Khadija, 43, is a mother of six children: five girls and a baby boy. She heard about the immunization project coordinated in partnership with UNICEF and the EU Humanitarian Aid. She has come to a health clinic in Nabatieh, that is supported by Medair, accompanied by her husband and children. Khadija talked about the struggles of being unable to afford routine vaccinations during the pandemic for her children, and how the crisis in Lebanon is threatening their livelihood.

Khadija, and her five daughters. Left to right; Amani, Nour, Maha, Nada & Hana at the Health Centre in Nabatieh, South of Lebanon.

“What can I tell you. It’s supposed to be easy to be a mother to my kids, but it hasn’t been. I quickly realised with the crisis at hand, I could not afford their vaccinations. My kids are all I think about. I don’t live for me. I live for them. For a while during the pandemic, not being able to afford their routine vaccinations made me anxious. I was constantly worried about them being more vulnerable to the coronavirus. I am not educated, but I know it would be much worse on them with none of their routine vaccinations. Adding to this, I had to make sure that we were taking all the precautions to avoid catching the coronavirus. During the pandemic, when everything was closed, my husband was still earning from doing some daily work, but at that point it was peanuts, considering the inflation of the Lebanese currency. Since then, every day brought a new struggle. I had to make sure I was rationing our supplies properly to be able to feed my kids daily and keep them strong. When my youngest one would get sick, I would spend the night-time crying by his bedside. I knew I had to make sure they were all healthy, safe, and protected, said Khadija.

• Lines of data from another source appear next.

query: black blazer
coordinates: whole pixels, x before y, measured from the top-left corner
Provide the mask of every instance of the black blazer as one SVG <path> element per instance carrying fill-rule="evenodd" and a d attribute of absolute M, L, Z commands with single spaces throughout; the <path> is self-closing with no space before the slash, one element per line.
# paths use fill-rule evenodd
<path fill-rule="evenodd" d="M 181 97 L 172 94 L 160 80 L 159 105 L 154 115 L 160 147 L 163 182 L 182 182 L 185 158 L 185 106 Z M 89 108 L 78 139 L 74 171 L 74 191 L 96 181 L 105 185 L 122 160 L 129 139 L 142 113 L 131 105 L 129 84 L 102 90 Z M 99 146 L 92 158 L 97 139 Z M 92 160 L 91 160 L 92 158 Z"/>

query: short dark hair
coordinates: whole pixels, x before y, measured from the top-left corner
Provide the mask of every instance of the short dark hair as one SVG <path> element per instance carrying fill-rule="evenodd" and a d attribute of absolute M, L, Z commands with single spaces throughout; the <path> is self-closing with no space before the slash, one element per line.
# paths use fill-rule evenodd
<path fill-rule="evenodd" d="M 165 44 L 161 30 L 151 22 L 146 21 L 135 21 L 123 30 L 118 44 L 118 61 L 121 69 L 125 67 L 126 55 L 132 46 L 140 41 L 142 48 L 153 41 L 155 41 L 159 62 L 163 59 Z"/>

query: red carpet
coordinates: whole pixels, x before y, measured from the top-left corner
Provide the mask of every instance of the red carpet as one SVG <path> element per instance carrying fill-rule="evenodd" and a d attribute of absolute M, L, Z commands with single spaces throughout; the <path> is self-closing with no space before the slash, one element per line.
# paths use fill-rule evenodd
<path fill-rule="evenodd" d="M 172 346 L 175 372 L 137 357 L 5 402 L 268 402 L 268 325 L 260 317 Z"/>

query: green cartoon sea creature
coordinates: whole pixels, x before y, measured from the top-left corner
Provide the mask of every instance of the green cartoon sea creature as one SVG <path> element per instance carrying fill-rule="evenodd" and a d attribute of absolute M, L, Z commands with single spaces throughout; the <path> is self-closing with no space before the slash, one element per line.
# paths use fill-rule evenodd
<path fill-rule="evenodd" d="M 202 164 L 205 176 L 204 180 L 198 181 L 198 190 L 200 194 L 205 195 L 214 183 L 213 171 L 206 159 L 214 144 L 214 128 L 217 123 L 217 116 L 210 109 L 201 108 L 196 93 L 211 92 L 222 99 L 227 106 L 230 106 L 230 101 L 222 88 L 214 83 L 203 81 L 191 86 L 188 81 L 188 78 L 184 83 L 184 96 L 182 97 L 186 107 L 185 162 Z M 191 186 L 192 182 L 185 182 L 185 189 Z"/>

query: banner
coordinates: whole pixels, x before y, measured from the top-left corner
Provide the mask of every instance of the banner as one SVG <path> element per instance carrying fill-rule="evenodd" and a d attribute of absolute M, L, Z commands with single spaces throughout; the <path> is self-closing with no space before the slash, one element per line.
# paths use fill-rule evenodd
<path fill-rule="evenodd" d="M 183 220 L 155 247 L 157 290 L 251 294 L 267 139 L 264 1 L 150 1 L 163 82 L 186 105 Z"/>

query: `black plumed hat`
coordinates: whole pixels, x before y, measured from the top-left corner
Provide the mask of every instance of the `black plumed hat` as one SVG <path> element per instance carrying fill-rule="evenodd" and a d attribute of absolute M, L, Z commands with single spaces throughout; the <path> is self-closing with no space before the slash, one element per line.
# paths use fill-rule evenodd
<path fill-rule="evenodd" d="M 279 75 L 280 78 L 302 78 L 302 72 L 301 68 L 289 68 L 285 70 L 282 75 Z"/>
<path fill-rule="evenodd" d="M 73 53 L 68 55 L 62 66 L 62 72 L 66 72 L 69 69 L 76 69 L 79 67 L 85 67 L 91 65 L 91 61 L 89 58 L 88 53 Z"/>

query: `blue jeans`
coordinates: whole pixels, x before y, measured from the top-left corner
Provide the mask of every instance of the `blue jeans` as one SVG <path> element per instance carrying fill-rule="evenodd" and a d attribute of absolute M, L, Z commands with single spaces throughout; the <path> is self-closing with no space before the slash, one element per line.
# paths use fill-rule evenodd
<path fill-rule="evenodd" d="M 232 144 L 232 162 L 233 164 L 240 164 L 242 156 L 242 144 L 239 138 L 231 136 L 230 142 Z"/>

“What is a mother’s job if it’s not to protect her young? Much like when you see a mama bear on television looking after her cubs. I waited for a miracle. Shortly after, I heard from one of the women in our community that the health clinic nearby was giving out safe and free routine vaccinations. Without hesitation, the next day I visited the health centre alone to verify the certainty of what I had heard, and it turned out to be true. Honestly, after talking to some of the staff members here and receiving more information concerning the routine vaccinations, my mind was at ease. This made me so happy. So here I am today, about to give my five beautiful daughters and my youngest one their routine vaccinations at the health clinic. I cannot explain to you in words how comforting this is for me,” says Khadija joyfully.



Medair’s support of the immunization project in the South of Lebanon is in partnership with UNICEF and donor Alwaleed Philanthropies. Medair’s support of the COVID-19 vaccination project is with the financial support of the European Union, Swiss Solidarity and private foundations, and with Gift in Kind from UNICEF. Support of the health clinics in the Bekaa Valley are supported by Global Affairs ­Canada in partnership with Tearfund Canada.